Due to revealed differences, further analyses were performed with sCD25 levels only (sCD25.0–sCD25.4), not with their relative changes compared to baseline (sCD25.1/0–sCD25.4/0).
3.3. Clinical Benefits 1-Year from the Start of Immunotherapy
Baseline serum sCD25 concentrations (sCD25.0) were significantly lower in patients who presented disease control after twelve months from the start of immunotherapy (BEN-12 group) than in those with no benefits (NB-12 group): 4.50 (3.03–5.82) vs. 5.99 (4.45–7.64) ng/mL (Figure 2A). After the first dose of the anti-PD-1/PD-L1s, the sCD25 level increased significantly in both groups (p < 0.001 from Wilcoxon test). However, it returned to baseline values only in BEN-12 group (p > 0.05 for sCD25.3 and sCD25.4 levels compared to baseline). The levels of sCD25 were significantly lower in BEN-12 than in NB-12 group at the end of cycle three (sCD25.3) and four (sCD25.4): 5.07 (2.67–6.58) vs. 7.89 (5.53–9.20) ng/mL for sCD25.3 (Figure 2D) and 3.92 (2.38–6.85) vs. 7.73 (6.05–11.83) ng/mL for sCD25.4 (Figure 2E).
3.4. Survival Analyses
Based on the previous analysis, levels of sCD25.0, sCD25.3, and sCD25.4 were chosen for survival analyses. The cut-offs were median values for patients without long-term benefits (assessed after twelve months from the initiation of therapy; NB-12 group). For biomarkers that differed significantly in the survival curves, Cox regression analysis was performed to account for other factors’ influence.

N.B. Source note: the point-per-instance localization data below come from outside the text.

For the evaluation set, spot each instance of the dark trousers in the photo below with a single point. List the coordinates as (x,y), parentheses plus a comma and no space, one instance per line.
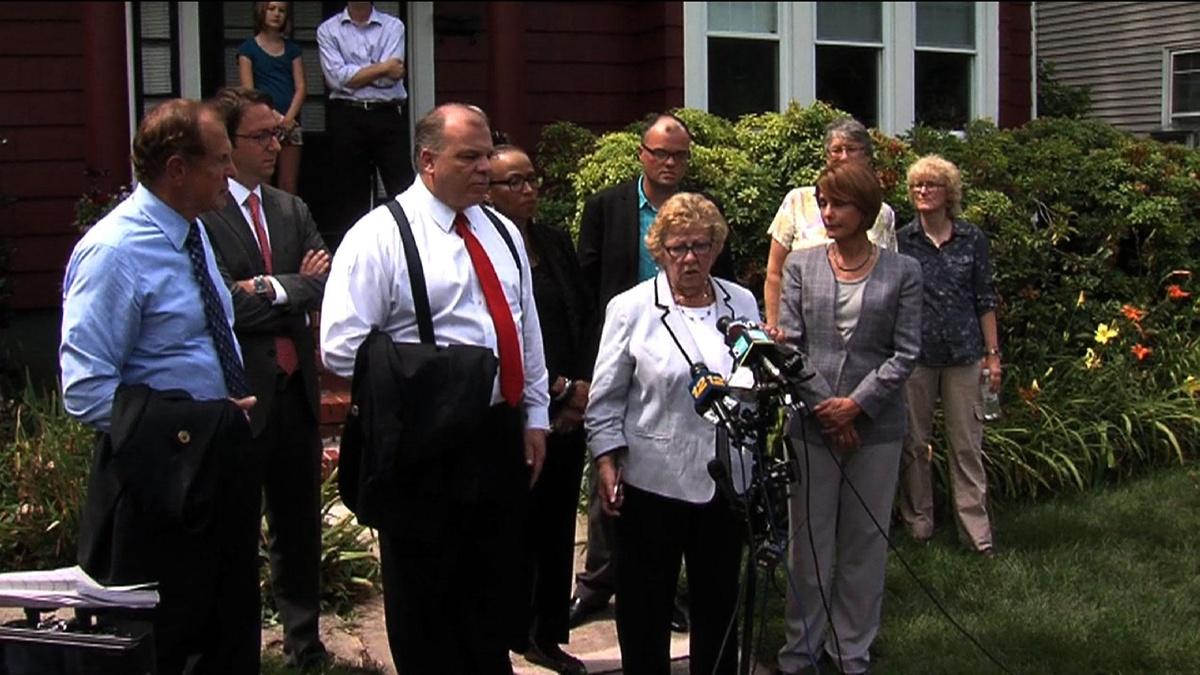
(291,449)
(361,142)
(451,569)
(209,617)
(653,533)
(598,581)
(551,537)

The log-rank test indicated that sCD25 level was not predictive in terms of patient survival (OS). Patients stratified according to the sCD25.0 (cut-off: 5.99 ng/mL) and sCD25.4 concentrations (cut-off: 7.73 ng/mL) differed in TTF (p = 0.008 and p = 0.013) and PFS (p = 0.019 and p = 0.023, respectively).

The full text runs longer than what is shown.